Chinese mills that rely on low-grade ore from Indonesia to produce nickel pig iron, a substitute for the refined metal, have built stockpiles to last about six months, a Bloomberg News survey shows.
Inventory at factory warehouses and ports is almost 29 million metric tons, enough to sustain output at last year’s pace until July, according to the average of nine projections from smelters, miners, traders and analysts based in China. That compares with about 32 million tons estimated by Macquarie Group Ltd. Small and medium-sized plants have enough material to last three to four months, the respondents said.

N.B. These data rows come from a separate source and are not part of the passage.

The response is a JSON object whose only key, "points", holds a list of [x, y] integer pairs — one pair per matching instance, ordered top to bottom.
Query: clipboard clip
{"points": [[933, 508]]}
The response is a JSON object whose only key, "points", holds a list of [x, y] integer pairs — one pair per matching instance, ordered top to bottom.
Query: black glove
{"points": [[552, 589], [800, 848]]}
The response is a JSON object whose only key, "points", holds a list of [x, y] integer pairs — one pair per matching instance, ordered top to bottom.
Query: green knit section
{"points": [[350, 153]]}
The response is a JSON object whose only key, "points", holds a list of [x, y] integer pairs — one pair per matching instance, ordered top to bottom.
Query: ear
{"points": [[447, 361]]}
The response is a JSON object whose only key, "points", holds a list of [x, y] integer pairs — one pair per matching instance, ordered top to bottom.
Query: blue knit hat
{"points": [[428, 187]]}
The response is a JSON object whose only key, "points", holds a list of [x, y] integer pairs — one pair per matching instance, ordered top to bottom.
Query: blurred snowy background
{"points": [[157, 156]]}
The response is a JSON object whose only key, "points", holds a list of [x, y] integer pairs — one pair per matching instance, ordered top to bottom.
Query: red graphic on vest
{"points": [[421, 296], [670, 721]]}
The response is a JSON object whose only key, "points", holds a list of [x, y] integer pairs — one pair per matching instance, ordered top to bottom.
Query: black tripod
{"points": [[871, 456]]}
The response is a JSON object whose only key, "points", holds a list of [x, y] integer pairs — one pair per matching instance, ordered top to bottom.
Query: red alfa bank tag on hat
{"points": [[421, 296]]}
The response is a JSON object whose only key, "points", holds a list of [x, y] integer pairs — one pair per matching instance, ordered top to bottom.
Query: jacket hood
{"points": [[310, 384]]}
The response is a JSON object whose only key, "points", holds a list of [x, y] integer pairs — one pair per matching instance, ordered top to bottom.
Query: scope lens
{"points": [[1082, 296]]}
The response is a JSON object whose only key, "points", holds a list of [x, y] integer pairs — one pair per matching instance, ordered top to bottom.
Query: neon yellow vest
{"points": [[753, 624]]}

The global nickel market may swing into a deficit next year after Indonesia, the biggest producer of the mined metal, restricted shipments starting Jan. 12, Macquarie and Barclays Plc predict. Chinese NPI accounts for about 25 percent of world nickel supply, according to Macquarie.
“NPI will go up if prices of ore and refined metal surge,” said Zhu Renguo, a Shanghai-based purchasing manager with Jiangsu Baotong Nickel Industry Co., who has worked in the industry for more than 30 years. “We are pretty confident that we can transfer higher costs to the downstream industry.”
The metal, used in corrosion resistance in stainless steel, snapped a five-day rally today, falling as much as 0.8 percent to $14,575 a metric ton. Futures for delivery in three months on the London Metal Exchange traded at $14,675 at 2:46 p.m. Shanghai time.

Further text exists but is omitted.